My First Love — the DSLR
Let me be clear about one thing from the start: no phone — not even the most extraordinary one Apple has ever made — replaces my DSLR. My Canon EOS R5 is a precision instrument, a tool I have spent years learning to speak the language of. The latitude in the RAW files, the depth of field I can sculpt with a 50mm f/1.2 — these are not things you replicate. They are things you revere. On every professional set, it is the instrument of record.
My Second Soul — the iPhone Pro
And yet. Life does not happen on set. Life happens in the back of a taxi as the light turns golden, in a dressing room when the stylist steps out and the window light is simply perfect, when a friend laughs in a way that deserves to be preserved. In those moments, the DSLR is in a case. The iPhone Pro is in my hand. Always. And it is extraordinary.

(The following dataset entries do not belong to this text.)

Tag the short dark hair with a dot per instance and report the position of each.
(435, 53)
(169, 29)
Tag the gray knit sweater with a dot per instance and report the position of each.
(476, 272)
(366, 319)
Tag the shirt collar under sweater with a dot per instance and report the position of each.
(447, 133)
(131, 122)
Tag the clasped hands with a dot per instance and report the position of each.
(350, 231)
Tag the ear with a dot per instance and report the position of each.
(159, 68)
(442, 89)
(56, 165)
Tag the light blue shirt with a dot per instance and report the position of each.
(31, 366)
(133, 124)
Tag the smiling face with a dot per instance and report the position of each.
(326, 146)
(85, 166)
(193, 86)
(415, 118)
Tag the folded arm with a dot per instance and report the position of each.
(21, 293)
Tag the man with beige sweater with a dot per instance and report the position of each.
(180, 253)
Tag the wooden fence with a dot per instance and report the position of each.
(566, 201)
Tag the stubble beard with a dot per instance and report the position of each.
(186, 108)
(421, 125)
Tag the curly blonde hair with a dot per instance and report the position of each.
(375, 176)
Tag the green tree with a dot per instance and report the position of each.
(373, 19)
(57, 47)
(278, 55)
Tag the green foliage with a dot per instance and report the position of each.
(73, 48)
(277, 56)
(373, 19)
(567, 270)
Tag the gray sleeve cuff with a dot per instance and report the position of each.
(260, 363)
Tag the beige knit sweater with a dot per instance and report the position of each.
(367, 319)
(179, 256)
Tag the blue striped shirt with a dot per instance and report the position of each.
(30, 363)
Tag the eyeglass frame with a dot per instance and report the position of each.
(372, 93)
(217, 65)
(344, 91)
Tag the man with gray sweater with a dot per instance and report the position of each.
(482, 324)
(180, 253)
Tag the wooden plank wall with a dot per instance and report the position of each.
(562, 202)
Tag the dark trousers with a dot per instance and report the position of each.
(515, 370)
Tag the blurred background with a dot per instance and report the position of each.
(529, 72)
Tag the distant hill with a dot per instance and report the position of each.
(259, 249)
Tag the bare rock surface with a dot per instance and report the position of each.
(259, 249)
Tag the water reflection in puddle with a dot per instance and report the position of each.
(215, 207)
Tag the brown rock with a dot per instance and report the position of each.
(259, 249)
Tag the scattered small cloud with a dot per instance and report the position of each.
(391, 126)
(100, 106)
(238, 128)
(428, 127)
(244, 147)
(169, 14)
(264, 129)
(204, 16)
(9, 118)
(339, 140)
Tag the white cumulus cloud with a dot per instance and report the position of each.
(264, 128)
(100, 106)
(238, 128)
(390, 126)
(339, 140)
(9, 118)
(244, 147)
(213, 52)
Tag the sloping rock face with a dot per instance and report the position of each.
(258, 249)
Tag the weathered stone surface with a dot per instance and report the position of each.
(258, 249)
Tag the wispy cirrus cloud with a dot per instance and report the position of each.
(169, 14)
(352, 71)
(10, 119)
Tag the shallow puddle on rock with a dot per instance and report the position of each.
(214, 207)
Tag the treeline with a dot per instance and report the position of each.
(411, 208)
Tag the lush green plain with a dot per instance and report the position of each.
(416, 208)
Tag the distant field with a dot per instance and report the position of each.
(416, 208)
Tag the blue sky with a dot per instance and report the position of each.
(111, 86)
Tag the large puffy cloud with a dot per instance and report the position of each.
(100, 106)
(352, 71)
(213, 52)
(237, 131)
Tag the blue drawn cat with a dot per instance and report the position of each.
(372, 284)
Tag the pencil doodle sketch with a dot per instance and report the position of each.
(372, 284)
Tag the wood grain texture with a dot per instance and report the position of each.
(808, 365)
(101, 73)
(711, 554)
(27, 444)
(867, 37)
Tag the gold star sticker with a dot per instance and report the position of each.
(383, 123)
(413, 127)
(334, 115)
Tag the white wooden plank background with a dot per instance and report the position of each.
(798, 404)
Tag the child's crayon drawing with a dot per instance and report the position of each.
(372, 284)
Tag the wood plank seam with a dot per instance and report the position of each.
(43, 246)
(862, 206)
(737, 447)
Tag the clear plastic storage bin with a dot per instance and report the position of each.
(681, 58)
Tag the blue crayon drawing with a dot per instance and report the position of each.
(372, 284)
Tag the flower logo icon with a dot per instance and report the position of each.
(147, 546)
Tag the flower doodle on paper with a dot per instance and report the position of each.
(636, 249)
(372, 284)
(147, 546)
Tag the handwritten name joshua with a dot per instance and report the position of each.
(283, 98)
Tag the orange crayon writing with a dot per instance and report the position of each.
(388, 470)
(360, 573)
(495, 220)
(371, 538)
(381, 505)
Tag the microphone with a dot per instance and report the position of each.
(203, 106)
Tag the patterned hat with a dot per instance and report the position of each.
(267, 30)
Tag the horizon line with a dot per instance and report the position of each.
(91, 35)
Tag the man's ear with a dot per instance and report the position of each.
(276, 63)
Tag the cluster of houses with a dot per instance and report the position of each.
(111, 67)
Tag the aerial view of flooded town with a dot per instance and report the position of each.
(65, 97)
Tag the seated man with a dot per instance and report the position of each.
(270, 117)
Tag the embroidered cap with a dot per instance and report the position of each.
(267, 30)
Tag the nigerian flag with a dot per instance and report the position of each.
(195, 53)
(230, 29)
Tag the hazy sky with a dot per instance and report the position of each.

The DSLR knows what I intend to capture. The iPhone Pro knows what I can't help but capture — and that, perhaps, is the more honest photographer of the two.
What the Pro Sees
I am particular about skin tones — professionally, neurotically particular. The iPhone Pro does not misread. The colour science is sympathetic to the full range of human skin in a way that many cameras, even expensive ones, are not. The Photographic Styles feature is, for me, one of the genuinely great design decisions in recent phone history. It is not a filter. It is a tuning of the entire rendering process — and once I found my setting, I stopped editing my personal photos almost entirely.
The Camera That Moves
Video is where the iPhone Pro earns a level of my respect I did not expect to give it. Cinematic mode racks focus between subjects in the manner of a professional camera operator. Apple Log video recording gives footage a flat, wide-latitude profile that in post can be shaped into almost anything. I have handed iPhone Pro footage to my video editor — a woman who works primarily with Arri Alexa material — and she has graded it without comment. Without complaint.